Building Relationship Points

by Joanne Mueller, MA, Professional Counselor Associate

“I don’t know what to do. No matter what, my son doesn’t do what I say just because I’m the one who said it.” As a therapist, I hear this a lot in my office, and I have also struggled with this as a parent. We love our kids, and we want to care for and guide them in ways that are good for them. Our children, however, push consistently to make their own decisions. The question my clients are asking is, “What do I do?”

Before I worked in an outpatient clinic, I spent a couple of years working with youth in a residential setting which consisted of a house with five residents and 24-hour staffing. These young people often came from backgrounds where they did not have parents actively involved in their lives, and staff became surrogate parents setting boundaries, listening, caring, and giving instruction about how the world works and what healthy decisions look like. And as surrogate parents, the youth pushed back against them as they strived to claim their independence and send the message, “I make my own decisions.” During staff meetings, this topic surfaced a lot. Staff expressed their dismay that no matter what they said, the residents would often do the opposite. They, too, were asking the question, “What do I do?” The answer that has been the most helpful for me at home and at work is the idea of relationship points.

The concept of relationship points is that you have to lay the foundation of connection before the child or young adult will listen to you. That means spending time with them, listening to them, asking questions about what they are interested in, and doing with them the activities that they enjoy. At one point, the facility I was at mostly had male residents, and they spent a lot of time playing Call of Duty on a PlayStation that two of them purchased jointly. So I asked them if they would teach me how to play. They loved that I was interested, and three of them argued and collaborated on how to best teach the game to me. At one point, I was sitting in the rec room playing, and trying not to die too quickly, while one played the game with me and the other two standing behind us arguing and passionately giving their advice. In the end, I was horrible at the game, but I gained relationship points. They knew that I enjoyed them and that I cared.

In the weeks following, I was able to take one of those youth on a car ride to talk about life. We went through Dutch Bros. to get coffee drinks before driving through the scenic areas surrounding the city where the facility was located. He opened up about what it was like to be arrested at 14 years old and placed in solitary at the local juvenile detention facility, and how he was scared at that time because he didn’t know why he was there. He talked about his depression, how he felt about himself, and about what he wanted in life. We came to the topic of school and how that fit into what he wanted for his future. Honestly, he had difficulty envisioning that there was a future for him because he had so much shame, but through staff building relationships with him as surrogate parents, he was able to work through it over time. He has now graduated high school, is employed, and lives in the community. Without the time I spent with him showing interest in the things he was interested in, he would not have been vulnerable with me and open up about his life, and he certainly would not have listened to anything I said. I had relationship points that I cashed in on that car ride.

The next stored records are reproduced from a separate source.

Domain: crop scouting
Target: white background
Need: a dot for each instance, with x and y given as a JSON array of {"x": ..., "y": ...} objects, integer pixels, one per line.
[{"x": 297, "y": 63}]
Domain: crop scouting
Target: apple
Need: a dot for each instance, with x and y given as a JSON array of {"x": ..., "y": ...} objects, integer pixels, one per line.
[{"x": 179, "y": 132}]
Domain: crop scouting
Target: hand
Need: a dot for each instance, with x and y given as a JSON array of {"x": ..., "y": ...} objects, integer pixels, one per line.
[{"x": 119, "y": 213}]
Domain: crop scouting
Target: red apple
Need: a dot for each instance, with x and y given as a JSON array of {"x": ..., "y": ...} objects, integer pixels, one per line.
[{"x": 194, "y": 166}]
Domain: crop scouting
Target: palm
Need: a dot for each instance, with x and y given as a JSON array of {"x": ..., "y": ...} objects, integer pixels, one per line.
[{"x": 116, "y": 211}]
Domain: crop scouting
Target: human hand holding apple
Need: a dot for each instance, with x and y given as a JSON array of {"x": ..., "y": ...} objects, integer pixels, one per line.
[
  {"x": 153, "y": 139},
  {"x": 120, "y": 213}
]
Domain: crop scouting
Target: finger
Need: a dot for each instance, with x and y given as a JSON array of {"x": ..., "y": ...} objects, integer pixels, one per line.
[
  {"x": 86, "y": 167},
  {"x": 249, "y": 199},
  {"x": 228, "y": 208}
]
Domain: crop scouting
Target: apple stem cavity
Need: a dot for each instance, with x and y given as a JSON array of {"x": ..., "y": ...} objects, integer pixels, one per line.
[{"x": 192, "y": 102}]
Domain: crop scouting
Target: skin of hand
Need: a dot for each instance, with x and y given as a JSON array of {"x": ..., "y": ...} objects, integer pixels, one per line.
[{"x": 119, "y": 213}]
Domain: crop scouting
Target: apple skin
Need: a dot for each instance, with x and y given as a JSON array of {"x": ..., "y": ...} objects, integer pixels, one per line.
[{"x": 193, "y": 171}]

Another statement that I have heard from parents is, “My child is so different than me. We don’t have any interests in common!” It can be difficult to connect with someone who likes things that you know nothing about. One of my own children likes technology, computers, and robotics. Honestly, I get lost when he shares the details of what he is learning simply because I don’t have any base knowledge in order to follow him, but I listen because he is important to me. That is the key. In listening and spending time with them, we are showing them through our actions that they are important to us. It doesn’t matter that I have extensive knowledge about what he is telling me. What does matter is that I am building the foundation of our relationship, and because I have done that, I was the first person he texted when his girlfriend broke up with him, and I am the person that he sent a screenshot of his math grade that he was proud of. I have made a point to periodically take him to breakfast, so that he can share with me what he has going on in his life. It is in those moments that I get to have input, and I cash in on the relationship points I have earned. And that is the point, I have earned a place in his life to be able to do that.

Relationship points take work and intentional effort to earn. They are essential for being able to direct and guide our children, and they are a significant part of the answer to that question that many of us ask, “What do I do?” What we need to do is spend time with them and earn that place of trust. The relationship built benefits our children, and it benefits us. We are all better off because of it.